For these reasons, we find that Yellowstone relief tolling Empire's time to cure pursuant to the notice of default should be granted.
Also at issue is the preliminary injunction enjoining the termination of the lease granted to Empire pursuant to CPLR 6301. As to this injunction, we find that Trump has presented no rationale for vacatur.2 Empire clearly demonstrated a likelihood of success on the merits and, in that regard, we take note not only of the significant deficiencies apparent in the notice of default, but of the extremely tenuous nature of the alleged default itself. There appears little likelihood that there will be a finding that the application for the variance filed with the Department of Buildings in 1980 was a material violation of the lease. We note in this context that Empire alleges, and Trump does not dispute, that after extensive Buildings Department investigations, no violations were found.

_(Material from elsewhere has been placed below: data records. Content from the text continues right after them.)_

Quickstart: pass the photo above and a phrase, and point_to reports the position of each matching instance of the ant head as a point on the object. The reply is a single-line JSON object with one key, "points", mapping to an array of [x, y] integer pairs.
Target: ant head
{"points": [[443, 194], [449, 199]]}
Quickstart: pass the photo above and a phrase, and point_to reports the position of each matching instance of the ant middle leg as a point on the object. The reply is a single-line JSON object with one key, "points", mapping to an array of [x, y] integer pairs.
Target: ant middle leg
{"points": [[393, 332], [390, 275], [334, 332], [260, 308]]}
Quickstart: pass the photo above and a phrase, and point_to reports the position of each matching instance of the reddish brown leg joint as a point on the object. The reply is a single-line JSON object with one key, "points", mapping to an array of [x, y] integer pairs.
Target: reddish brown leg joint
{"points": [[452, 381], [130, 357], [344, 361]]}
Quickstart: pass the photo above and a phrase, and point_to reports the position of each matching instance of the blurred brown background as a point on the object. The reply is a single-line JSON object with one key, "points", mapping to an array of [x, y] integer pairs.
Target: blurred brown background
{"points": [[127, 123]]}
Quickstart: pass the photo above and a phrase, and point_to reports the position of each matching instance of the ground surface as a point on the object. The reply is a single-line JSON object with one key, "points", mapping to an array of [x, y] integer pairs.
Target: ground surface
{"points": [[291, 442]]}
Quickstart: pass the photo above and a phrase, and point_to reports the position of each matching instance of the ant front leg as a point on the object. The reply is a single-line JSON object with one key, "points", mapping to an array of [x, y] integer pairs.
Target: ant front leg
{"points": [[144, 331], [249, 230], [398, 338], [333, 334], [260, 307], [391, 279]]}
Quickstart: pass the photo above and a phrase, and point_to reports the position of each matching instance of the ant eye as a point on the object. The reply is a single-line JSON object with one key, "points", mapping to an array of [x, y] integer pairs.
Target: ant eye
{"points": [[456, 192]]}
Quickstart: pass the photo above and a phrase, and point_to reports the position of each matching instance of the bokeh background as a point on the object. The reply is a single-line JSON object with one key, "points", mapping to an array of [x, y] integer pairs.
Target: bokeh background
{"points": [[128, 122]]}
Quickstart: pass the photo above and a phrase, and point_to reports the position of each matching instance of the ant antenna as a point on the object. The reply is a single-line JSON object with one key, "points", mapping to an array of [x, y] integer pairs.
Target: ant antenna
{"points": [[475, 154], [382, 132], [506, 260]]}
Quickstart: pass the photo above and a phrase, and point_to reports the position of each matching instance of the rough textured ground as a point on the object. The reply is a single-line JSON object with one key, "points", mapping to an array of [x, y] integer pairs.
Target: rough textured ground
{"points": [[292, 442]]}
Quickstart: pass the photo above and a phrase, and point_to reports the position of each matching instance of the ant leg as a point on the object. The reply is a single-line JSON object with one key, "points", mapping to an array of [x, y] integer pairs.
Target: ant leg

Furthermore, the harm to Empire from losing the lease could well be irreparable, since it is difficult to imagine how damages could adequately compensate Empire for the value of the approximately 79 years remaining under the lease and its potential renewals in a building of such notable character as the Empire State Building. Finally, the equities clearly appear to run in Empire's favor.
1. The complaint alleges that there is a dispute over the fee title to the building.
2. While the relief afforded pursuant to such an injunction is, as a practical matter, a substitute for a Yellowstone injunction, Trump does not oppose Empire's arguments for reversal on that ground.